Moreover, he could start outlining how he thinks about the next phase of the Fed’s policy discussions – that is, how long it will take to keep interest rates at the current high level – or stick to the theme of the conference and put forward his views on issues such as the nature of inflation, etc. That might allow “slowing inflation” to continue, or whether the interest rate structure changed.
There is no perfect speech
Powell and other Fed officials view the US experience of the 1970s and 1980s as formative and, when it comes to a short-term policy view, do not want to repeat the mistakes they feel were made in those years and fail to guarantee full inflation. It includes.
“There is no perfect rhetoric at this point,” said Adam Posen, a former member of the Bank of England’s Monetary Policy Committee, with much uncertainty over the path of the economy and inflation and an emerging divide among policymakers over the immediate next steps. And now president of the Peterson Institute for International Economics. “I think Powell’s main effort is going to explain to what degree you want to keep (interest rates) higher for a longer period of time at current expectations.”
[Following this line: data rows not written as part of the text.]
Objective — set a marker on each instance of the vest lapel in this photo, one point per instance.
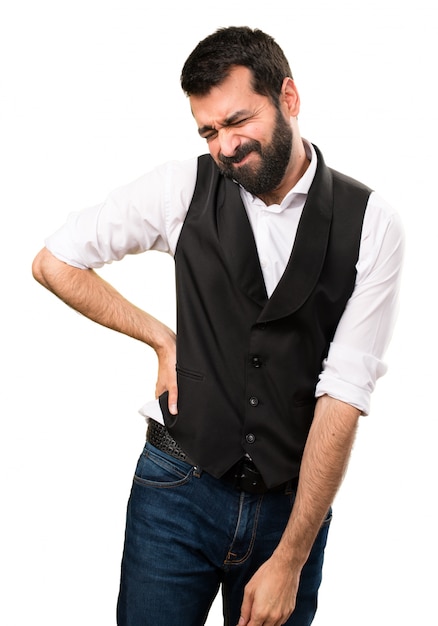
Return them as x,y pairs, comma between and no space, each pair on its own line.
238,244
309,250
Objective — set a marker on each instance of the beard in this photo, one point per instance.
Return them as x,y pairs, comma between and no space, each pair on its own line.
266,176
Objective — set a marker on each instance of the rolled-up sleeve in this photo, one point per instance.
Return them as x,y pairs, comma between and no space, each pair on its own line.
146,214
355,358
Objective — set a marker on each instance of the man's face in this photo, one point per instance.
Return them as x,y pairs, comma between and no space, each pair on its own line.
248,137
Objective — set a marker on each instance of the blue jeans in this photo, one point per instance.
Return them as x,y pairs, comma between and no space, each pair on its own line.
188,533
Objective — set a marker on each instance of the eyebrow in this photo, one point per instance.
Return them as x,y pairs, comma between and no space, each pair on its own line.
229,121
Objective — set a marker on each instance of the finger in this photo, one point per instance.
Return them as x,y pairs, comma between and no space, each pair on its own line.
173,401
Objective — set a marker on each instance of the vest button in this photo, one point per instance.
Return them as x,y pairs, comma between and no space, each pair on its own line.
256,361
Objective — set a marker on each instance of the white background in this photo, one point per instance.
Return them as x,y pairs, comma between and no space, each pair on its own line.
90,100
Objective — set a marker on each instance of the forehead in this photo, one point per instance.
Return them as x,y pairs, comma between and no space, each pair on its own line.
234,94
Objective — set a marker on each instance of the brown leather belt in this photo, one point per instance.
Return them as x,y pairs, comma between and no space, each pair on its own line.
243,476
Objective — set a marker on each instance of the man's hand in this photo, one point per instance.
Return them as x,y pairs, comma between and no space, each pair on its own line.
166,380
270,595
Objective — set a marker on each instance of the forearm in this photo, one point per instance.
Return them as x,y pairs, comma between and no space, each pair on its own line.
323,467
86,292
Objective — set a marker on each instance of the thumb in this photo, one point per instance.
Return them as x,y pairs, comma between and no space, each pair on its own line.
173,401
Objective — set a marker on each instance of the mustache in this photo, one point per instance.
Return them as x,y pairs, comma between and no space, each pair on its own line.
241,152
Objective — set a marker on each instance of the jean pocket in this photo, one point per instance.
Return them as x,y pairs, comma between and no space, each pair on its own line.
158,469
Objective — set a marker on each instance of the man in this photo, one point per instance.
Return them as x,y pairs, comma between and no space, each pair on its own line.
287,278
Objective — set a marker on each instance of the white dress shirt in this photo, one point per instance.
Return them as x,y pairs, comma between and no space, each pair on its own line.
149,213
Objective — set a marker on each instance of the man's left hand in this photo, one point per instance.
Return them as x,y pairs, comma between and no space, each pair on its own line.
270,595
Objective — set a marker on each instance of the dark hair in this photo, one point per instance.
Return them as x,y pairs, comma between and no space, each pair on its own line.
210,62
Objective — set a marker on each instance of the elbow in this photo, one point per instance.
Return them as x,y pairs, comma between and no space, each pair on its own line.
37,268
40,267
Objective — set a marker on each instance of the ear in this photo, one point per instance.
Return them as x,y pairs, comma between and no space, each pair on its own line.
289,97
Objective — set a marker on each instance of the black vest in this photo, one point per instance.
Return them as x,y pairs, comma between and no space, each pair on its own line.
247,365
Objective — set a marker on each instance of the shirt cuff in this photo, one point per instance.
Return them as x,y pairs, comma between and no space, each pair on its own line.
350,375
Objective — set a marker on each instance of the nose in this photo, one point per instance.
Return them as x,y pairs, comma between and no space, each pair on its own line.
228,141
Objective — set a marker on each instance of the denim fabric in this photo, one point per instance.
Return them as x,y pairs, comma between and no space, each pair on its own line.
188,533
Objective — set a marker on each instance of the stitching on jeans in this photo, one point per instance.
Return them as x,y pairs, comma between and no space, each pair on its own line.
227,561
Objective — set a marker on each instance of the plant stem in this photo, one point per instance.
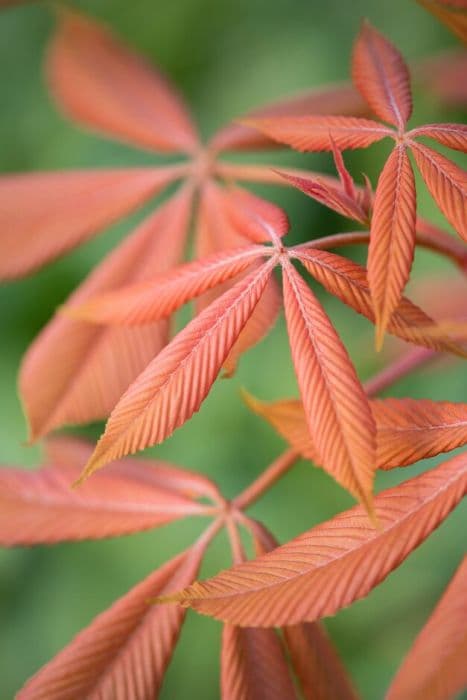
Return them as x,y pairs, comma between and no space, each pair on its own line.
271,474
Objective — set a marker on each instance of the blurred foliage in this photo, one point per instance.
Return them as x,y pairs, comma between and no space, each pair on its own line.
226,57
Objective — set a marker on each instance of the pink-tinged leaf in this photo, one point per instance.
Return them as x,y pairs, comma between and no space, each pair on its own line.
260,324
146,302
254,217
317,664
392,240
335,563
216,231
129,646
453,14
329,195
72,452
382,77
435,668
75,372
175,383
447,184
407,430
340,99
44,215
288,418
41,508
103,85
450,135
337,410
253,666
311,133
347,281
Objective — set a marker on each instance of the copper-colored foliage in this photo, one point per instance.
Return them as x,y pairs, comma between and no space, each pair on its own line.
336,408
335,563
435,668
40,507
407,430
127,647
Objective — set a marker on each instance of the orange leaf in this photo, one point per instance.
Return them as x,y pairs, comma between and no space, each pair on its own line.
75,372
43,215
407,430
253,666
128,646
103,85
258,326
254,217
382,77
316,663
333,197
347,281
435,668
335,563
41,508
311,133
64,451
175,383
447,184
392,240
146,302
450,135
337,410
451,13
340,99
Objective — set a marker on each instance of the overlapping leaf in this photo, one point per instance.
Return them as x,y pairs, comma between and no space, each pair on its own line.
40,507
174,385
407,430
102,84
335,563
337,411
127,647
43,215
435,668
76,372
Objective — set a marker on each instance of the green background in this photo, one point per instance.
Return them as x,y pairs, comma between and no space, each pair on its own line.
226,57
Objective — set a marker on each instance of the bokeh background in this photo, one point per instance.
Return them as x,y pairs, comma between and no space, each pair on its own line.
226,57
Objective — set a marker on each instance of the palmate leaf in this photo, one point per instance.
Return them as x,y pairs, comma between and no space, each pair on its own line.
158,298
407,430
347,281
316,663
126,649
103,85
311,133
392,240
381,76
44,215
176,382
447,184
435,668
340,99
450,135
335,563
336,407
253,665
75,372
41,508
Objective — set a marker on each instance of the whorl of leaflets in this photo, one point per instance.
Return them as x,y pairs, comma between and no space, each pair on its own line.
100,83
381,76
335,563
176,382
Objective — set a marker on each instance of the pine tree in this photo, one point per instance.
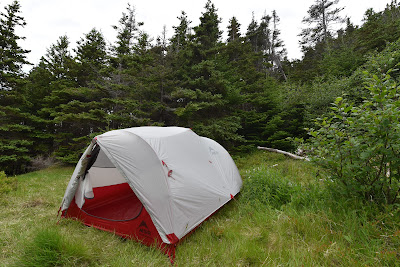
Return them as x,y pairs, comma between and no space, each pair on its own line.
233,30
207,34
91,57
16,121
321,15
182,34
252,34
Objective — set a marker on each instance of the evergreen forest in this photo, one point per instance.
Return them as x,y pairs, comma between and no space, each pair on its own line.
241,91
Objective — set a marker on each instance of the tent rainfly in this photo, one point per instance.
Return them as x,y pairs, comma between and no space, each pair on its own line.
152,184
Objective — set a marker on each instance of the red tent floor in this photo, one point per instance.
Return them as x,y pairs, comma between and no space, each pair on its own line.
117,209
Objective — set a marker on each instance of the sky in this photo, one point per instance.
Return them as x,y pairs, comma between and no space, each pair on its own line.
47,20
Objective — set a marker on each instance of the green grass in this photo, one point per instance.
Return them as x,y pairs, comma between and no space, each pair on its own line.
284,216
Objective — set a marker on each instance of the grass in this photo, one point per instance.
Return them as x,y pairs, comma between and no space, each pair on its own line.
284,216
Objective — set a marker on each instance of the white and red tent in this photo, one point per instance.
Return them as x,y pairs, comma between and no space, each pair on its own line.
153,184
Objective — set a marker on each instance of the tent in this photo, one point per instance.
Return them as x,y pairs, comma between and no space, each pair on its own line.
152,184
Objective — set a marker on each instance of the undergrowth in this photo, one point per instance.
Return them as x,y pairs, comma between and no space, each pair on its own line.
50,248
285,215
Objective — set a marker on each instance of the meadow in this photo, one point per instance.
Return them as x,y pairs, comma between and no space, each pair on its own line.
287,214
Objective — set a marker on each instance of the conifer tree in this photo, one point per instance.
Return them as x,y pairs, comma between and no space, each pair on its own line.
233,30
181,36
207,34
15,120
91,57
321,15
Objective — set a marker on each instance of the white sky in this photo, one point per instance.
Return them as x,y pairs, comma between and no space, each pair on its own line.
49,19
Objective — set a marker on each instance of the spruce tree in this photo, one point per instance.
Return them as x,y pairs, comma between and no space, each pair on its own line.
321,15
16,121
233,30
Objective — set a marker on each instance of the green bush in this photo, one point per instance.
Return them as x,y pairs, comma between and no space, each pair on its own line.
359,145
7,184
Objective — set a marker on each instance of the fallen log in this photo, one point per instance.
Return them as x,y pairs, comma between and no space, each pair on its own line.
290,155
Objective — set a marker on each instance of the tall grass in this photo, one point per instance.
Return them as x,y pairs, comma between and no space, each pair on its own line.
50,248
284,216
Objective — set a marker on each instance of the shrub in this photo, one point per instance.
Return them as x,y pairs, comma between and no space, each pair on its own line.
359,145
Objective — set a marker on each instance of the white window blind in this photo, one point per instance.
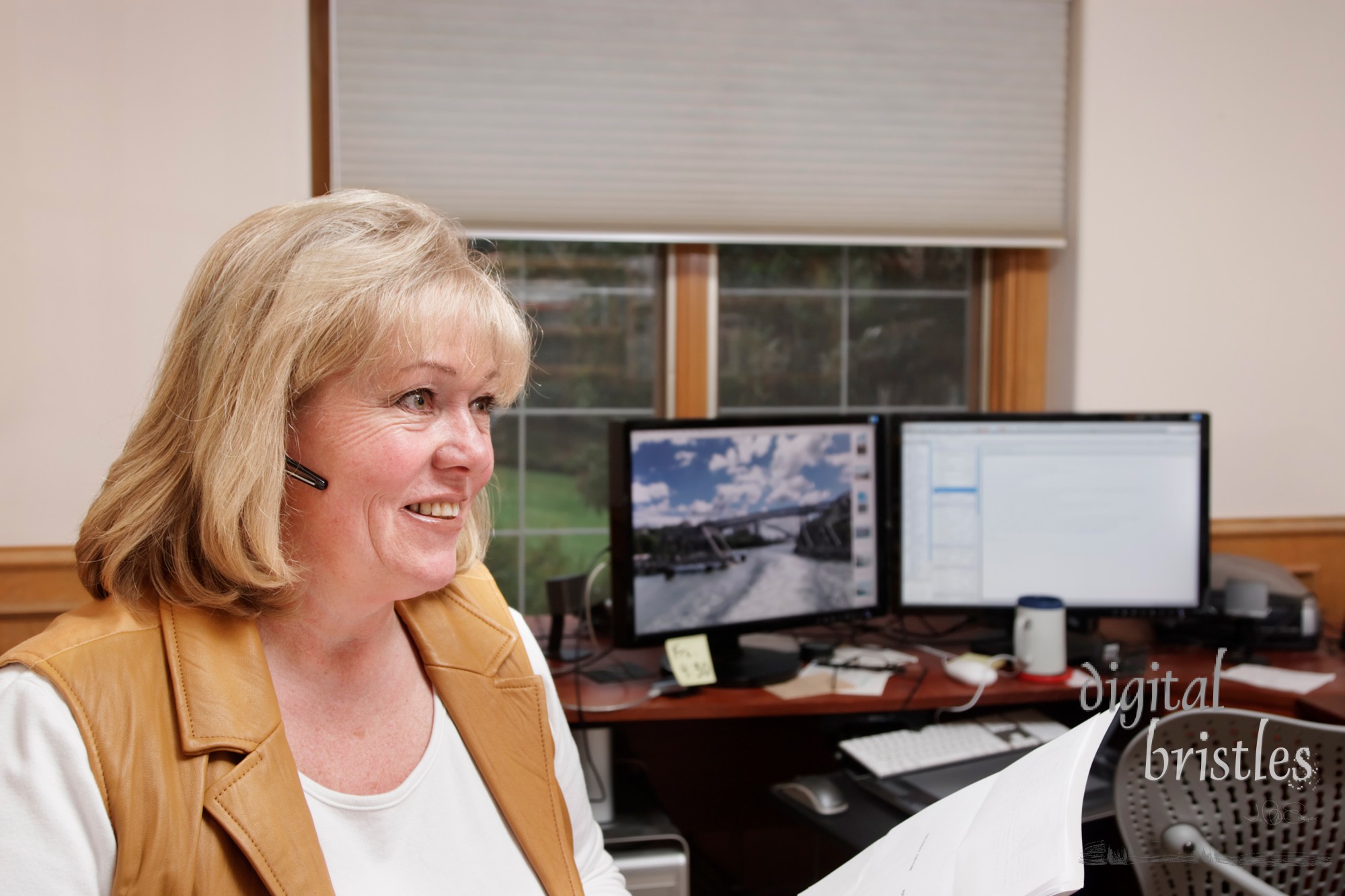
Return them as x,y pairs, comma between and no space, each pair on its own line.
860,122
Investors in contracts linked to the Fed’s benchmark interest rate currently expect the Fed to start cutting interest rates next year from the current level set between 5.25% and 5.5%. As of June, policymakers still expect interest rates to rise in the future, with another quarter-point increase this year.
But although inflation by major measures is still more than double the Fed’s 2% target, it is down significantly from a year ago. Indeed, Fed officials have begun discussing the possibility of lower interest rates in the future, at least in the context of steadily declining inflation. If inflation declines as expected, Fed officials, including Powell, have indicated that rate cuts may be appropriate to maintain a roughly constant inflation-adjusted “real rate.”
Determining what the Fed will consider on this front — how long it will stay on interest rates at the current level and what might shape the decision to start cutting them — would speak to the next phase of the Fed’s policy discussion and address an issue that would affect the global economy. important to central banks around the world.
“He can’t provide forward guidance in any meaningful way right now,” said William English, former head of monetary affairs at the Fed and now a professor at the Yale School of Management. “But he can talk about how they are going to make their decisions as the economy develops over the next six months to a year.”
There are also underlying issues that Powell can address, topics that may seem abstract or irrelevant in the short term, but that could be important over time.
And at a moment when so much is at stake, from the direction of globalization to the structure of interest rates and the economic impact of demographic changes, “he can take a step back… and not address the current situation, but whether there have been structural changes.” It would make interest rates higher, increase inflation pressures, or allow for lower unemployment rates than in the past, said former Fed Vice Chairman Donald Kuhn, now a senior fellow at the Washington-based think tank Brookings Institution. “That would be interesting.”